Que signifie donc, pour en revenir à notre nom composé, l’inversion de la logique toponymique qui régit d’ordinaire la création de mots du même genre ? Comment comprendre que le toponyme ancien ait été relégué à la seconde place ? Ce déplacement s’explique-t-il par des facilités de prononciation, ou a-t-il pour origine la plus grande notoriété du lieu nommé Kremlin par rapport à celle du lieu nommé Bicêtre ?
Le fait est que la future ville du Kremlin-Bicêtre ne s’est vraiment développée qu’à partir du XIXe siècle, avec la création d’un cabaret Au Sergent du Kremlin, d’abord destiné aux blessés de la Campagne de Russie hospitalisés à Bicêtre.
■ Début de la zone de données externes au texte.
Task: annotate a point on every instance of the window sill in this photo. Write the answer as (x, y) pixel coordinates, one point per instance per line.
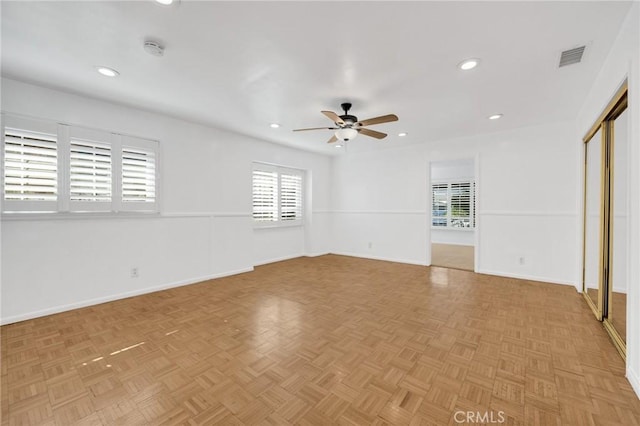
(444, 228)
(26, 216)
(276, 225)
Le manoir par deux fois incendiés a en effet depuis le XVIIe siècle laissé place à un hospice, devenu entre-temps prison et asile. Longtemps, le bâtiment n’est entouré que de champs. Bicêtre n’est alors qu’une prison ou un hôpital (ce qui, à l’époque, revient plus ou moins au même). Il faut donc attendre le XIXe siècle pour que des significations plus positives soient rattachées à ce lieu.
Le cabaret du Kremlin, qui attire bientôt banlieusards et Parisiens, se fait une réputation. Dès 1830, on raconte qu’il est fréquenté par des bonapartistes et l’on dit même que des prisonniers de Bicêtre s’échappent en empruntant ses souterrains. Cela relève bien sûr de la légende, mais, comme l’exprime John Ford : « Quand la légende dépasse la réalité, on publie la légende ». Et quand la légende change l’histoire, alors il faut l’écrire.